Curtis asked: ‘What’s your version of Kubrick’s boxes? Do you have a system you use for tracking and then reviewing those seeds of ideas?’ Dave reiterated the question, and Ally wrote, ‘When you go down a rabbit hole, how and where do you document everything in an organized and structured way?’

Organized and structured are words close to my heart. You should see some of my family members’ laptops. It’s like someone blew up a library. But not mine. Life is chaotic enough without your screen being a cacophony of horrifically overlapping folders.

If people don’t recognize Curtis’s Kubrick reference, here’s a two-minute clip from my film Stanley Kubrick’s Boxes. I got to be the first person to look through the thousand boxes Kubrick left behind. I originally called the film Citizen Kubrick, but I changed the title because of concerns it might perpetuate the myth of Kubrick the crazy hermit.
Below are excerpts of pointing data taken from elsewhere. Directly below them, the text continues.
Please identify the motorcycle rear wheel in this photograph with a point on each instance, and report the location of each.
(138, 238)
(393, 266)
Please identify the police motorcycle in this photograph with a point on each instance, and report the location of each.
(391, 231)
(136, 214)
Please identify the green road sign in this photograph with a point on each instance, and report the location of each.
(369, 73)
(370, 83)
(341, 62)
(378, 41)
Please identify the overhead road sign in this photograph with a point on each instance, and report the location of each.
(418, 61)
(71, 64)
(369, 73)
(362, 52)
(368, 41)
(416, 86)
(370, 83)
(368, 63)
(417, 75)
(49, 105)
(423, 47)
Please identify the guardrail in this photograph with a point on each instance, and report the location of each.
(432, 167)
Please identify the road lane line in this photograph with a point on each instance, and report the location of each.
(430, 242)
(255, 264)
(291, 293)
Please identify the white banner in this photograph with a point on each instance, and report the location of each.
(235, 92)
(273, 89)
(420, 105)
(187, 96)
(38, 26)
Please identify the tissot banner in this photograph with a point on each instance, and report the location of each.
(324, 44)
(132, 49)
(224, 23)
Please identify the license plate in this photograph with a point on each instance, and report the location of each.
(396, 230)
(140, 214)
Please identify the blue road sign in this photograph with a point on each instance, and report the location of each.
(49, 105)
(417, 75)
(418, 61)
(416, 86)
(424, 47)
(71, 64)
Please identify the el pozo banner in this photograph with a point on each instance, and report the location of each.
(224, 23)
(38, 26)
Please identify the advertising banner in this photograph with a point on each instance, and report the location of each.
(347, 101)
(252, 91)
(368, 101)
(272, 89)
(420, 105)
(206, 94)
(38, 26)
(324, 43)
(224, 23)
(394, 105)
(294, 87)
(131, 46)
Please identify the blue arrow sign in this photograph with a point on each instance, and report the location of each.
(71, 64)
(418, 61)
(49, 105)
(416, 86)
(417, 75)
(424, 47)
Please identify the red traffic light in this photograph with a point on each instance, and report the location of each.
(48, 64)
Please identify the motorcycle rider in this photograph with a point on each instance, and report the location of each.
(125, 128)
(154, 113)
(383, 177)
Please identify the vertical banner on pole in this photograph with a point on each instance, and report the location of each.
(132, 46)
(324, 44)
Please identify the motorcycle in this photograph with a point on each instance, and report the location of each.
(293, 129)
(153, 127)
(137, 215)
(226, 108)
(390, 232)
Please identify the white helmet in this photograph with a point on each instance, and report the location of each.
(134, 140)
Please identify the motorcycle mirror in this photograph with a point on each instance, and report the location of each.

But if I was on a search for his Rosebud, this clip shows that maybe it wasn’t inside a box, but was the box itself:

Anyway, back to how I organize my own research. I thought the easiest thing would be to show you some screenshots.

My main screen is as minimalist as possible:

And that’s basically it. I can watch the sunset over the Pacific unencumbered by pandemonium. Inside those two folders are many more folders.